Ledbury (part 2)
What is the difference between pottery and poetry, other than the extra “t”?
I don’t know, though I could go on about how playing with clay, twisting it into shapes, applying glazes in a particular way, to make an object “speak” so that it is more than the sum of its various parts, is not unlike playing with language so that a poem emerges that engages or surprises you. But I won’t.
Instead, I will present you with more reasons to visit Ledbury, including not only a look at the new ceramic pieces now being shown at John Nash but also the opportunities to combine eating and drinking with some gentle therapeutic shopping followed by, say, a walk in the Herefordshire countryside now that the wild daffodils will be in full bloom by the end of March.
This is daff country. As you’ll see, they still grow wild but are no longer picked and sold commercially as they were up to the middle of the last century. Loaded onto train known as “The Daffodil Express”, it was big business, and GWR ran specials for the pickers who were mostly gypsies from Kent and day trippers. Walks are now organised to see them at their best – no picking encouraged.
These small plants appear every Spring and transform the local landscape, specially around the Dymock area which becomes very popular with visitors who can take the various walks designed as circular routes that take in the many associations with the poets who lived in the area at the outbreak of the First World War. Aha, back to poetry.
This was a group of like-minded poets who got to know each other, mostly in London, so that when the best-known of these, Lascelles Abercrombie, moved to Ryton, the others followed. Thus you have the coming together, for subtly different reasons and agendas, of people like the American Robert Frost, Wilfrid Gibson, Arthur Ransome (Swallows and Amazons), W H Davies (the Supertramp), Edward Thomas, John Drinkwater, Ivor Gurney and so on.
Lascelles Abercrombie, by the way, may be largely forgotten nowadays but he was the “go-to” poet at the time, and a man with a sense of humour.
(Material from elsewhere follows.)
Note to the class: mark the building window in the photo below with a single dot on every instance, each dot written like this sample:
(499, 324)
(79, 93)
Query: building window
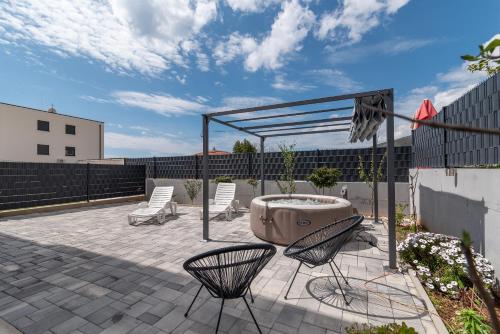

When challenged to a duel by the argumentative Ezra Pound and was asked to choose the weapons, he suggested they bombard each other with unsold copies of their poetry.
Back in Ledbury however, peer into the Master’s House, the recently refurbished medieval building that is the Ledbury library and houses the poet laureate John Masefield collection – yes, he was born here. Across the High Street is the Painted Room, another medieval set of rooms which display, among other things, the poet W.H.Auden’s marriage certificate – yes, he got married here to Thomas Mann’s daughter.
But enough poetry, what about something to eat? Try the Malthouse on Church Lane – fabulous pancakes with maple syrup, and Eggs Benedict, and if you’re there for Sunday brunch (booking advisable) get Jim to make you a proper Bloody Mary. The best in the West Midlands.
But do drop in at John Nash’s and have a look at the ceramics, some are a little different from the vases; more sculptural as they are best viewed in the round, and give the appearance of having been made out of different fragments bonded together – in fact they are all made out of the usual stoneware and built up, bisque fired to 1000 degrees, hand painted and then glaze fired at 1275 degrees.
Just in case you can’t wait to sip a Bloody Mary, here’s how to make one:
Place the ice in a large jug. Measure a splosh of vodka, a small tin of tomato juice and lemon juice and pour it straight onto the ice. Add 3 shakes of Worcestershire sauce and Tabasco and a pinch of celery salt and pepper. Stir until the outside of the jug feels cold, then strain the cocktail into 2 tall glasses. Top up with fresh ice, add a celery stick and lemon slice to both glasses. Delicious (and surely nourishing).
Strike hands with me. The glass is brim. The dew is on the heather. And love is good, and life is long, and friends are best together.